2 news media companies capitalise on challenges, opportunities to increase audience


Every day we are presented with opportunities – and challenges – that, if we had the time, resources, and capabilities, we would gladly pursue to our advantage.

Two recent examples of seizing opportunities and meeting challenges played out last week at newspapers in Corpus Christi, Texas, and Toledo, Ohio. Nearly 1,500 miles apart, these two cities have little in common other than both having great local newspapers.

Celebrating Selena

Hamp Rogers, circulation sales director at the Caller-Times (E.W. Scripps), had lived in South Texas for more than a decade and was familiar with the widespread fame of the performer Selena, the “Queen of Tejano Music.” Selena, a Corpus Christi native, had been killed in 1995. The major music auditorium in the city is named for her, and the Selena Trail is a popular tourist attraction.

The Thursday edition of the Caller-Times would feature a front page story on the Celebrating Selena Festival, and Hamp knew it would be good for single-copy sales. He just didn’t know how well.

After hearing reports from the field that afternoon about strong single-copy sales, Trent Spofford, digital director at the Caller-Times, suggested promoting the “Celebrating Selena” edition on Facebook and Twitter. The immediate challenge was finding an efficient way to take orders for the “Celebrating Selena” edition without disrupting normal business operations.

“Our online service provider set up an online order form in less than an hour, making it possible for Selena fans everywhere to order and pay for up to five copies of the ‘Celebrating Selena’ edition,” reported Rogers. “In addition, in print channels, we directed those interested to visit a special offer Web site where they could access the online order form by entering the response code, Selena.

“We were able to take advantage of local interest in Selena and the Celebrating Selena Festival, selling 350 additional copies of the Thursday edition (in late January, a traditionally slower single-copy sales period) with orders coming in from as far away as Hawaii, Pennsylvania, and California.

Taking advantage of the opportunity allowed us to connect the Caller-Times and our digital products with Selena’s continued popularity in the area. The fact that we could respond so quickly to a market opportunity was very exciting for the circulation sales team.”

Let it snow!

Tom Zeller grew up in Toledo, Ohio, and is no stranger to the city’s winter weather. “We were recently slammed with 13 to 18 inches of snow in our delivery area,” he said. “We responded ahead of the snowstorm by removing the meter on our digital edition, which is normally a hard stop.

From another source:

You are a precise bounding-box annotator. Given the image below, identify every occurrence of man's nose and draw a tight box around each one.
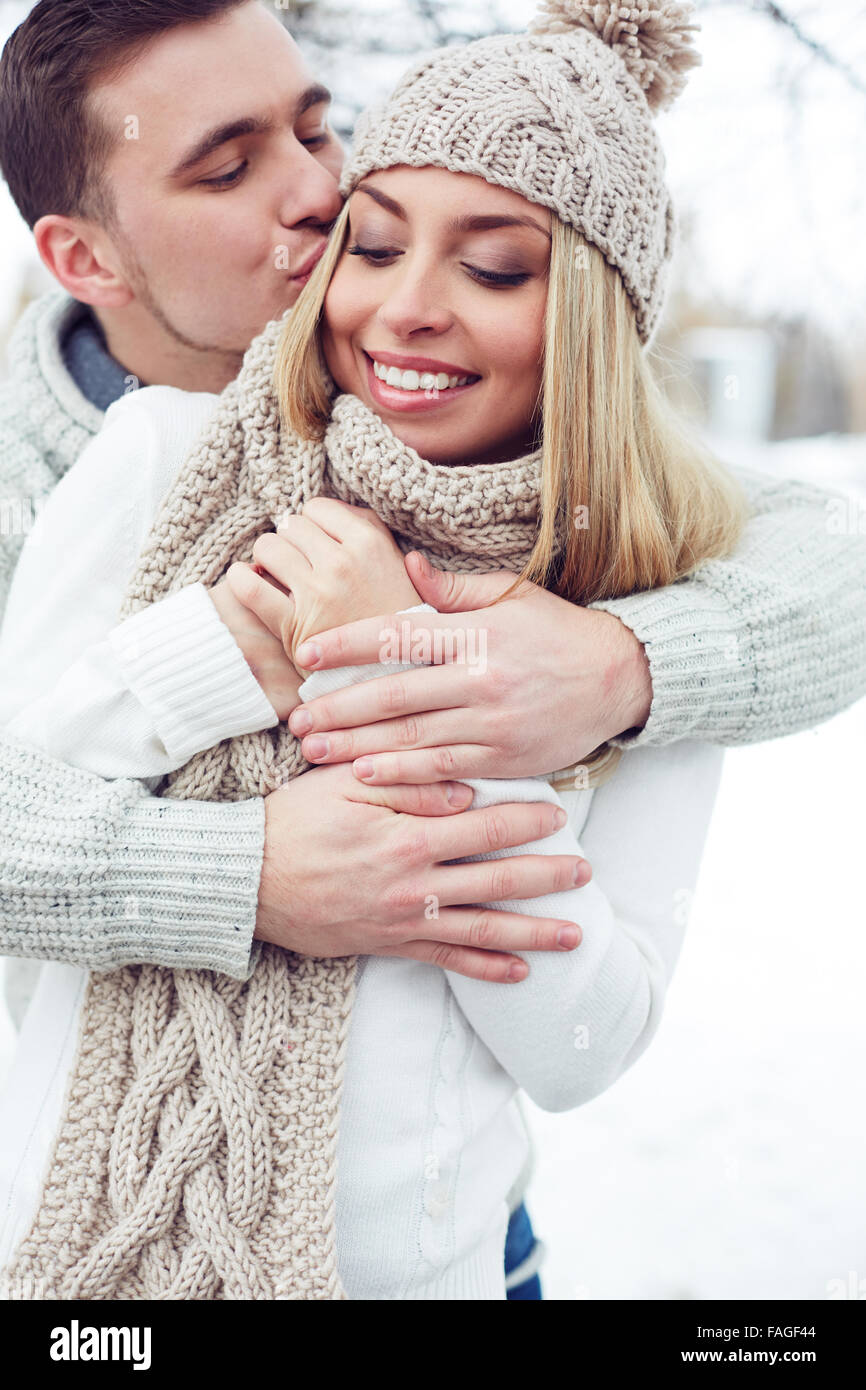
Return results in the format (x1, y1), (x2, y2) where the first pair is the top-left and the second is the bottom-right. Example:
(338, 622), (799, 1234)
(279, 150), (343, 227)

This has become our standard response whenever we have severe weather looming that could impact delivery to our print subscribers.”

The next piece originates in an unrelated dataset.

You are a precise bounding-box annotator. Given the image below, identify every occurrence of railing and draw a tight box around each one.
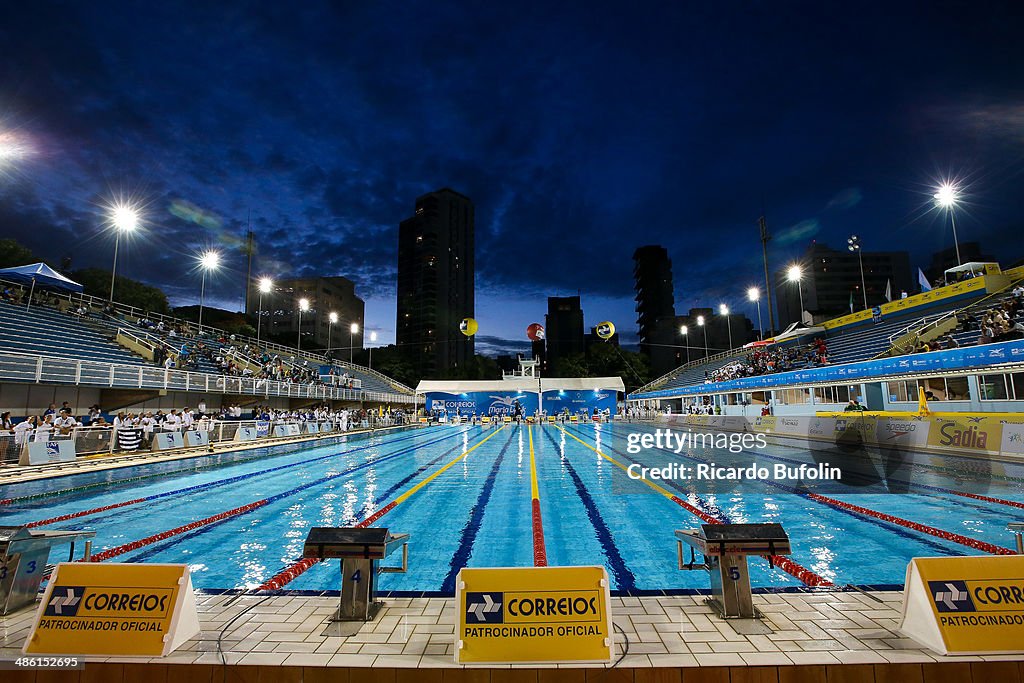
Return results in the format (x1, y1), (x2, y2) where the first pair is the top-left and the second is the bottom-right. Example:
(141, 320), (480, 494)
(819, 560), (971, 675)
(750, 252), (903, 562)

In addition to removing the meter on the digital edition, Toledo’s newspaper, The Blade, sent proactive e-mails to two audiences. 

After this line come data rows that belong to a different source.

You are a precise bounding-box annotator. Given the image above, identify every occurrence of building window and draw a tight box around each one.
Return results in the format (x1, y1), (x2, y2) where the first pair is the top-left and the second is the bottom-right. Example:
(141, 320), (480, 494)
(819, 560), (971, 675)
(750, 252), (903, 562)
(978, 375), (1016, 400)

“We deliver one message to our active subscribers, letting them know they may experience delivery issues and encouraging them to read our digital edition, the eBlade. We remind them that unlimited access to all of our digital products is included with their print subscription, and encourage them to register if they have not already done so.

We remind subscribers that their print subscription includes perks like unlimited digital access and access to the Washington Post’s digital products, and drive them to an online sign-up form to activate these free benefits.”

A separate e-mail is sent to non-subscribers.

“We send a similar message indicating that they may have difficulty getting out in the bad weather to get their newspaper and we invite them to take advantage of the free access to our digital edition for the next few days. We also give a deep discount one month trial in this e-mail message.

While we get a lower response from this group, it is enough for it to be worthwhile and we believe that single-copy readers are impacted just as badly as our home delivery readers. Also, they are more at risk not to re-engage once the weather lifts.”

Taking a proactive stance with severe weather paid dividends for The Blade.

“During this most recent snow event, our live operators handled call volumes that were in line with typical Sunday and only slightly higher than a typical Monday in our call center. Monday was when we officially declared a level-three snow emergency (the highest level in our area).

“During the first 48 hours, we had more than 75,000 page views – more than the same period the previous week. We had 145% more sessions and 191% more users than the week before. This resulted in a 71% increase in page views along with 13% more new – as opposed to returning – users, which was a nice sign of engagement from new or infrequent digital readers.

“In terms of conversions, we registered 172% more subscribers. The total cost for the email campaigns and social media promotion was less than US$550. We would be hard pressed to increase traffic and conversions at those rates via any other campaign. In other words: Let it snow, let it snow, let it snow!”

While The Blade and Caller-Times faced completely different situations – one a challenge, the other an opportunity – they were able to garner the resources and capabilities to make the most – and more – from the situations they faced.

While the two newspapers serve entirely different markets, they both possess the three key competencies for news media company success: the database, commerce, and marketing capabilities.